Au fil de l'expérience, le coffreur élargit ses compétences : maîtrise du coffrage traditionnel et des banches, lecture de plans de plus en plus complexes, prise en charge de tâches de préparation. Cette polyvalence et cette fiabilité sont ce qui ouvre la porte de l'encadrement, sujet du chapitre suivant.
Mes réflexes terrain
- Je connais mon parcours d'accès (CAP, Bac pro TBORGO, titre pro, alternance, VAE) et je sais que la pratique compte autant que le diplôme.
- Je vérifie que je dispose des formations et autorisations correspondant à mes tâches réelles (hauteur, élingage, échafaudage, engins).
- Je respecte le PPSPS, les DTU et les règles de l'art ; en cas de doute, je me réfère au plan et à l'encadrement.
À retenir
- Voies d'accès : CAP Coffreur-bancheur, CAP Maçon, Bac pro TBORGO, titres professionnels de coffreur-bancheur et de maçon.

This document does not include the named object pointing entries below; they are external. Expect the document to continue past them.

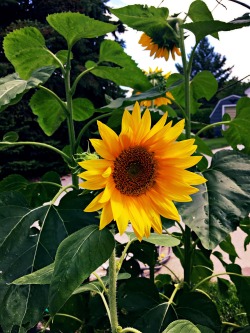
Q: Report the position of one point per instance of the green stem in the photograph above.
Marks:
(129, 329)
(57, 60)
(226, 323)
(171, 271)
(106, 306)
(171, 299)
(226, 122)
(38, 144)
(112, 292)
(62, 103)
(63, 189)
(214, 275)
(70, 121)
(186, 70)
(69, 316)
(124, 252)
(101, 282)
(78, 140)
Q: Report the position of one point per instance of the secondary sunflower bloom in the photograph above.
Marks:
(142, 171)
(159, 51)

- Ces parcours se font aussi en apprentissage/alternance, en reconversion, ou se font reconnaître par la VAE.
- Formations sécurité et habilitations connexes selon le poste : travail en hauteur, élingage, montage d'échafaudage, parfois CACES engins/nacelle, accueil sécurité.
- Elles sont délivrées par des organismes compétents ; une autorisation n'est requise que pour les tâches réellement confiées.
- Le cadre du chantier : règles de l'art, DTU, PPSPS et plan d'exécution — le respect protège les personnes et engage l'entreprise.
- Cette sensibilisation ne délivre ni diplôme ni habilitation : la qualification passe par les diplômes, titres et organismes habilités.